1.2.問題11
1.2.P11
\( V \) を体 \( F \) 上のベクトル空間とする。線形変換 \( T : V \to V \) の固有値とは、\( T\mathbf{v} = \lambda \mathbf{v} \) を満たす非零ベクトル \( \mathbf{v} \in V \) が存在するようなスカラー \( \lambda \in F \) のことである。
特に \( F = \mathbb{C} \) であり、かつ \( V \) が有限次元である場合、任意の線形変換 \( T : V \to V \) は少なくとも1つの固有値をもつことを示せ。
ヒント
有限次元のとき、\( T \) の行列表示をとると、その固有値は特性多項式
p_T(t) = \det(tI - [T])
の根である。\( F = \mathbb{C} \) では代数学の基本定理により、この多項式は少なくとも1つの複素根をもつため、その根が固有値となる。
また、次の例により仮定を緩めると固有値が存在しない場合があることを示せる。
例1(無限次元の場合)
\( V = \mathbb{R}[x] \)(実係数多項式全体の空間)上で、\( (Tf)(x) = f'(x) \) と定める。このとき \( T \) は固有値をもたない。
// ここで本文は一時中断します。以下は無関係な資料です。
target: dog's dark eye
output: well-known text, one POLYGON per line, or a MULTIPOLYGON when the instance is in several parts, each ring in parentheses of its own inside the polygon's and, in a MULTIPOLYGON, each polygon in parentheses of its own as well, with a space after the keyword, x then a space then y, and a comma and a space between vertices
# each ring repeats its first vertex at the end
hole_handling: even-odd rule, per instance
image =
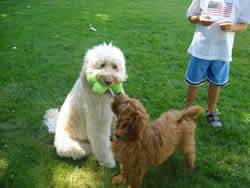
POLYGON ((104 68, 105 67, 105 63, 101 64, 100 68, 104 68))

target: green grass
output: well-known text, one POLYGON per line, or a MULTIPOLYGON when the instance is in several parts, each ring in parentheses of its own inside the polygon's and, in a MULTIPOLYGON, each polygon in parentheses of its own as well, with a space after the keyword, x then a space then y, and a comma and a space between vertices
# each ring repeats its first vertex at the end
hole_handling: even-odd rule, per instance
MULTIPOLYGON (((53 135, 42 124, 60 107, 76 81, 88 48, 112 41, 127 60, 130 96, 140 97, 152 119, 182 109, 186 50, 194 25, 185 14, 191 0, 1 0, 0 187, 112 188, 119 168, 93 156, 57 157, 53 135), (89 24, 97 32, 89 30, 89 24)), ((218 103, 223 128, 197 119, 196 170, 188 174, 175 153, 145 175, 144 188, 246 188, 250 185, 250 29, 237 34, 230 85, 218 103)), ((207 107, 207 86, 196 104, 207 107)))

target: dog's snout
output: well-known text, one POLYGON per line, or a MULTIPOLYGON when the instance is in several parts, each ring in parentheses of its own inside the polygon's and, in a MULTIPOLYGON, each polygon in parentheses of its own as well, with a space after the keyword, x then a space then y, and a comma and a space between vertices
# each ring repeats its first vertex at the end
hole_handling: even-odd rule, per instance
POLYGON ((104 83, 106 84, 106 85, 112 85, 112 80, 104 80, 104 83))

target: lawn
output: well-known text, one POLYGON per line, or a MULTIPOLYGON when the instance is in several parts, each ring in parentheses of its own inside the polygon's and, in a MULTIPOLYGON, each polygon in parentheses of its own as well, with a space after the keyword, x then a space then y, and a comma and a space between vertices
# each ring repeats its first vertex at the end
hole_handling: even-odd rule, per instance
MULTIPOLYGON (((0 187, 122 188, 119 167, 100 167, 93 156, 56 155, 45 111, 60 107, 88 48, 113 42, 124 52, 128 95, 140 97, 151 119, 184 108, 187 48, 195 26, 191 0, 0 0, 0 187), (89 29, 91 24, 96 32, 89 29)), ((151 168, 143 188, 247 188, 250 185, 250 27, 236 36, 230 85, 218 109, 223 128, 197 120, 196 170, 175 153, 151 168)), ((207 108, 207 85, 196 104, 207 108)))

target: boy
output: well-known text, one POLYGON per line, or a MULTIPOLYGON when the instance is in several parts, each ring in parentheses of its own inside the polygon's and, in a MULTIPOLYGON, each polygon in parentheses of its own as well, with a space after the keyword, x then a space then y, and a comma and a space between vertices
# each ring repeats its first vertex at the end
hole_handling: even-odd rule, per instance
POLYGON ((186 108, 195 101, 198 87, 207 81, 207 120, 211 126, 221 127, 216 104, 220 87, 228 84, 235 32, 245 31, 250 23, 250 0, 193 0, 187 17, 197 26, 188 49, 186 108))

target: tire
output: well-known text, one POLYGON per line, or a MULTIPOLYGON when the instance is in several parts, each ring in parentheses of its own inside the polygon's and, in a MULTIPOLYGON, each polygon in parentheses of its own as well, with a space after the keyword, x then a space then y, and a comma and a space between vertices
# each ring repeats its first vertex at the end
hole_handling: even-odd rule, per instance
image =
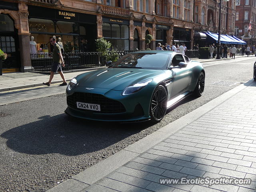
POLYGON ((159 85, 154 90, 150 108, 151 120, 160 122, 164 116, 167 108, 167 92, 163 86, 159 85))
POLYGON ((204 93, 205 78, 204 74, 202 72, 201 72, 199 74, 196 88, 194 91, 194 95, 196 97, 200 97, 204 93))

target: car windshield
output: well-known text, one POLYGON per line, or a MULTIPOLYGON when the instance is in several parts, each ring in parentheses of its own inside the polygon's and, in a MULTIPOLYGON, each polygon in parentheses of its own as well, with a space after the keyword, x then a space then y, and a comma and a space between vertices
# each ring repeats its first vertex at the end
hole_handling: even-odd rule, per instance
POLYGON ((170 56, 160 53, 131 53, 125 55, 110 68, 165 70, 170 56))

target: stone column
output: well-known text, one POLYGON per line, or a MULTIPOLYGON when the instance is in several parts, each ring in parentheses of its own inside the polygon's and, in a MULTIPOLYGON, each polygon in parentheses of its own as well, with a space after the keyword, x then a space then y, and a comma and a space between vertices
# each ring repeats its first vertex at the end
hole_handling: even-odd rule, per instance
POLYGON ((24 3, 18 4, 19 24, 16 24, 15 27, 18 29, 20 56, 20 72, 26 72, 32 70, 30 54, 30 33, 28 28, 28 6, 24 3))
POLYGON ((97 38, 102 37, 102 15, 101 14, 97 14, 97 38))

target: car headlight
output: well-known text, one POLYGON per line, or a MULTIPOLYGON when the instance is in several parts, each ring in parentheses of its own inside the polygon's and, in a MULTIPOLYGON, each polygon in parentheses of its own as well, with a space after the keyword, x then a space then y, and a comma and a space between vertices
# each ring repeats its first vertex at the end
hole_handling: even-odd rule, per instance
POLYGON ((127 95, 136 93, 141 90, 146 85, 153 80, 153 79, 148 79, 136 84, 126 87, 122 92, 122 95, 127 95))
POLYGON ((74 77, 69 82, 69 83, 67 86, 67 89, 69 91, 70 91, 77 83, 77 81, 76 81, 76 77, 74 77))

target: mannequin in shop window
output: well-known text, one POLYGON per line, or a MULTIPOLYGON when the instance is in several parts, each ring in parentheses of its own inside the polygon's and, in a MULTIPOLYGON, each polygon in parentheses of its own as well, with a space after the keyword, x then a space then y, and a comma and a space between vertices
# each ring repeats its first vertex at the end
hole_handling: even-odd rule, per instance
POLYGON ((30 37, 30 41, 29 42, 30 44, 30 53, 36 53, 36 42, 34 40, 34 36, 31 36, 30 37))
POLYGON ((64 48, 63 48, 63 44, 62 42, 61 42, 61 38, 59 37, 58 38, 58 44, 60 47, 60 50, 61 50, 61 53, 63 54, 64 51, 64 48))

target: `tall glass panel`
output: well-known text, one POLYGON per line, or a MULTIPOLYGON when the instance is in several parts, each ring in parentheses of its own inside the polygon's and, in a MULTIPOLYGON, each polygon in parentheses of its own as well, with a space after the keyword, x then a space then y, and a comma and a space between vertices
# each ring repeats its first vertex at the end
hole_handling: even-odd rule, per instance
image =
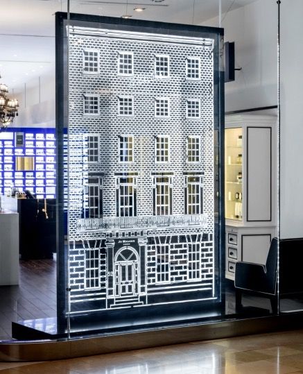
POLYGON ((71 332, 216 316, 222 31, 69 17, 71 332))
POLYGON ((1 7, 0 342, 58 336, 58 11, 67 11, 64 1, 12 0, 1 7))
POLYGON ((297 28, 303 15, 303 4, 297 0, 291 4, 285 1, 279 3, 279 306, 282 313, 291 313, 303 309, 300 275, 303 179, 295 167, 300 165, 303 160, 300 99, 303 56, 298 48, 302 37, 297 28))

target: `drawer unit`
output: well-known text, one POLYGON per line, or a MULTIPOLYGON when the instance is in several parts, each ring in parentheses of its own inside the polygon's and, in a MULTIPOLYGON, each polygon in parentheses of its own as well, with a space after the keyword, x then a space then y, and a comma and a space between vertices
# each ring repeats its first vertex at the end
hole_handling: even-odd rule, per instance
POLYGON ((228 232, 227 234, 227 243, 229 244, 232 244, 234 246, 236 246, 238 240, 237 240, 237 235, 236 234, 232 234, 231 232, 228 232))
POLYGON ((238 259, 238 250, 237 248, 228 246, 227 256, 229 258, 233 258, 234 260, 238 259))

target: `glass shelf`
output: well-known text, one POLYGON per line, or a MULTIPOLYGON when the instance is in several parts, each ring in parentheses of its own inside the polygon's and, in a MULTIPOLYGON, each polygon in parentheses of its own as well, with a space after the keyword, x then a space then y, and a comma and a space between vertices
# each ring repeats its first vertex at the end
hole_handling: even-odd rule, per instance
POLYGON ((237 179, 243 176, 242 135, 241 127, 225 129, 225 218, 234 221, 243 220, 243 201, 235 198, 243 192, 243 180, 237 179))

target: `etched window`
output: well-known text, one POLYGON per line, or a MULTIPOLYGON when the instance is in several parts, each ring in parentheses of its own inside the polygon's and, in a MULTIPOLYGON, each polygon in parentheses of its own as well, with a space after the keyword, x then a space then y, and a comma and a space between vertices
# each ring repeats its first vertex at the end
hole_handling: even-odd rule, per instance
POLYGON ((158 135, 155 139, 155 162, 165 164, 170 162, 170 139, 167 135, 158 135))
POLYGON ((173 189, 171 177, 154 178, 154 215, 168 216, 173 213, 173 189))
POLYGON ((169 78, 169 56, 155 55, 155 76, 156 78, 169 78))
POLYGON ((98 134, 87 134, 83 137, 84 155, 87 157, 88 164, 99 162, 100 144, 98 134))
POLYGON ((87 74, 98 74, 99 51, 86 49, 83 50, 83 73, 87 74))
POLYGON ((187 100, 187 118, 200 118, 200 100, 187 100))
POLYGON ((118 115, 121 117, 134 115, 134 98, 132 96, 118 96, 118 115))
POLYGON ((84 211, 85 218, 102 216, 102 180, 98 177, 88 178, 85 182, 84 211))
POLYGON ((200 280, 201 278, 200 244, 193 243, 189 244, 188 254, 188 280, 200 280))
POLYGON ((134 137, 132 135, 119 137, 119 159, 120 162, 134 162, 134 137))
POLYGON ((122 76, 134 75, 134 54, 132 52, 118 53, 118 75, 122 76))
POLYGON ((100 114, 100 98, 98 95, 83 95, 83 114, 88 116, 100 114))
POLYGON ((156 246, 157 283, 168 283, 170 280, 169 246, 156 246))
POLYGON ((189 136, 187 137, 187 162, 200 162, 200 142, 198 136, 189 136))
POLYGON ((85 289, 100 288, 100 249, 85 250, 85 289))
POLYGON ((169 99, 168 97, 155 99, 155 117, 156 118, 169 117, 169 99))
POLYGON ((116 216, 133 217, 137 216, 137 186, 135 177, 117 178, 116 216))
POLYGON ((187 79, 198 80, 200 79, 200 60, 199 57, 187 58, 187 79))
POLYGON ((185 177, 185 214, 203 213, 203 185, 200 176, 185 177))

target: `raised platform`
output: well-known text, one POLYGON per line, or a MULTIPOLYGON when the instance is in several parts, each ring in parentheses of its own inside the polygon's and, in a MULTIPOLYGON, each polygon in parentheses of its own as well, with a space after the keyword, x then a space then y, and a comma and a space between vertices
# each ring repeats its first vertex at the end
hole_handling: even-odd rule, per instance
POLYGON ((209 307, 202 312, 198 308, 192 308, 190 313, 177 311, 171 314, 137 314, 123 315, 113 314, 94 316, 73 316, 69 318, 58 319, 46 318, 19 321, 12 323, 12 337, 18 340, 58 339, 79 336, 92 336, 108 334, 126 333, 141 330, 168 328, 170 327, 184 326, 192 323, 210 323, 227 321, 236 318, 254 318, 269 316, 267 309, 255 307, 243 307, 239 313, 225 317, 218 305, 209 307), (68 326, 69 329, 68 328, 68 326))

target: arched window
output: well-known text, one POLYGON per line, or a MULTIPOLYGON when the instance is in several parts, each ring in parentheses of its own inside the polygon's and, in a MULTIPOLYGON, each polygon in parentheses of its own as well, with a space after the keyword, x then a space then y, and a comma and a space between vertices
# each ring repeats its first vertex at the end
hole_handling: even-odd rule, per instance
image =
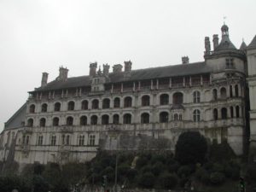
POLYGON ((169 104, 169 95, 162 94, 160 96, 160 105, 168 105, 169 104))
POLYGON ((226 119, 228 118, 228 115, 227 115, 227 108, 223 108, 221 109, 221 119, 226 119))
POLYGON ((55 117, 52 120, 52 125, 53 126, 59 126, 59 118, 55 117))
POLYGON ((88 109, 88 101, 87 100, 84 100, 82 102, 81 109, 82 110, 87 110, 88 109))
POLYGON ((124 124, 131 124, 131 115, 126 113, 124 115, 124 124))
POLYGON ((193 101, 195 103, 200 102, 200 92, 198 90, 194 91, 193 101))
POLYGON ((35 108, 36 108, 36 106, 34 104, 30 105, 29 106, 29 113, 35 113, 35 108))
POLYGON ((178 115, 177 115, 177 113, 175 113, 175 114, 173 115, 173 119, 174 119, 174 120, 178 120, 178 115))
POLYGON ((67 110, 73 111, 74 110, 74 102, 71 101, 67 103, 67 110))
POLYGON ((119 124, 119 115, 114 114, 113 116, 113 124, 114 124, 114 125, 119 124))
POLYGON ((28 119, 28 120, 27 120, 27 126, 32 127, 33 124, 34 124, 33 119, 28 119))
POLYGON ((220 98, 222 98, 222 99, 227 98, 227 90, 226 90, 226 88, 224 88, 224 87, 222 87, 220 89, 220 98))
POLYGON ((44 127, 45 126, 45 123, 46 123, 46 120, 44 118, 41 118, 40 119, 40 126, 41 127, 44 127))
POLYGON ((113 100, 113 108, 120 108, 120 99, 119 97, 114 98, 113 100))
POLYGON ((235 94, 236 97, 239 96, 238 84, 236 84, 235 86, 235 94))
POLYGON ((102 116, 102 125, 108 125, 109 117, 108 114, 104 114, 102 116))
POLYGON ((200 110, 195 109, 193 112, 193 120, 194 122, 199 122, 200 121, 200 110))
POLYGON ((110 100, 109 99, 103 99, 102 102, 102 108, 110 108, 110 100))
POLYGON ((124 108, 131 108, 132 103, 132 99, 131 96, 126 96, 125 98, 124 108))
POLYGON ((168 123, 169 121, 169 113, 167 112, 161 112, 159 115, 160 123, 168 123))
POLYGON ((73 125, 73 117, 67 117, 67 125, 68 126, 72 126, 73 125))
POLYGON ((236 118, 239 118, 240 117, 240 114, 239 114, 239 106, 236 106, 236 118))
POLYGON ((149 114, 148 113, 143 113, 141 115, 142 124, 149 124, 149 114))
POLYGON ((150 105, 150 97, 149 96, 143 96, 142 97, 142 106, 149 106, 150 105))
POLYGON ((82 116, 80 117, 80 125, 87 125, 87 117, 82 116))
POLYGON ((214 120, 218 119, 218 109, 217 108, 213 109, 213 119, 214 120))
POLYGON ((233 87, 231 84, 230 85, 230 97, 233 97, 233 87))
POLYGON ((41 112, 47 112, 47 104, 46 103, 44 103, 42 105, 42 108, 41 108, 41 112))
POLYGON ((183 102, 183 95, 181 92, 174 93, 172 99, 173 104, 182 104, 183 102))
POLYGON ((55 102, 55 111, 61 111, 61 103, 60 102, 55 102))
POLYGON ((216 89, 212 90, 212 99, 213 101, 216 101, 218 99, 218 90, 216 89))
POLYGON ((230 107, 230 118, 234 118, 234 109, 233 107, 230 107))
POLYGON ((94 99, 91 102, 91 108, 97 109, 99 108, 99 101, 97 99, 94 99))
POLYGON ((98 123, 98 117, 96 115, 92 115, 90 117, 90 125, 97 125, 98 123))

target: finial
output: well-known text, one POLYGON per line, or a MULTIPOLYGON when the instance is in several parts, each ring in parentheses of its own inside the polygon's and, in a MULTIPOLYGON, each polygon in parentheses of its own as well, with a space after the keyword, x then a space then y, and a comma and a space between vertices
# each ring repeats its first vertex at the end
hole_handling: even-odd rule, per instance
POLYGON ((223 17, 223 20, 224 20, 224 25, 225 25, 225 20, 227 19, 227 17, 226 16, 224 16, 223 17))

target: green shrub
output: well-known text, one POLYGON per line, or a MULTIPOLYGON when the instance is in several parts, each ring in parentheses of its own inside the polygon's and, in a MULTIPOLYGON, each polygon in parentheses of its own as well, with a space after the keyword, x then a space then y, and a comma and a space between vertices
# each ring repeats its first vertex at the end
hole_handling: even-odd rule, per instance
POLYGON ((143 173, 138 177, 138 184, 143 188, 152 188, 154 184, 155 177, 152 172, 143 173))
POLYGON ((225 176, 222 172, 212 172, 210 175, 210 180, 212 184, 219 185, 225 180, 225 176))
POLYGON ((163 189, 174 189, 177 184, 177 177, 175 174, 164 172, 160 175, 159 182, 163 189))

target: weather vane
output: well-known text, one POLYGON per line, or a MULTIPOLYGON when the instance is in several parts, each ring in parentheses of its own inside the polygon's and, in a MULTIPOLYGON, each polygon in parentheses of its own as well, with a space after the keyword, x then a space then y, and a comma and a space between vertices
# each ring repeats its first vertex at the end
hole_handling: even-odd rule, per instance
POLYGON ((223 17, 223 20, 224 20, 224 25, 225 25, 225 20, 227 19, 227 17, 226 16, 224 16, 223 17))

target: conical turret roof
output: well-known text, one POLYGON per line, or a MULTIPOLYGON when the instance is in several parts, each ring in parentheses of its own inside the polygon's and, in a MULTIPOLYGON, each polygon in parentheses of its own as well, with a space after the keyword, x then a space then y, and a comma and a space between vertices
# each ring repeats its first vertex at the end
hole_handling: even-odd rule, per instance
POLYGON ((249 45, 247 46, 247 49, 254 49, 254 48, 256 48, 256 35, 254 36, 251 44, 249 44, 249 45))

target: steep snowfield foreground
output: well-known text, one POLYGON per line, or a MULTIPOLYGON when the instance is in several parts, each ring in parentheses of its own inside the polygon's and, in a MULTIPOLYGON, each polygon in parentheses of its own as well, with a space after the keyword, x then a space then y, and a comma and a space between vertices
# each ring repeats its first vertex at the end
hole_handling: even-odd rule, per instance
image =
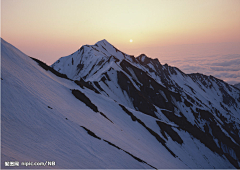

例2(\( F \neq \mathbb{C} \) の場合)
\( F = \mathbb{R} \)、\( V = \mathbb{R}^2 \) とし、
T = \begin{pmatrix} 0 & -1 \\ 1 & 0 \end{pmatrix}
と定めると、この行列は固有値を持たない(固有値は \( \pm i \) であり、これは \(\mathbb{R}\) に含まれない)。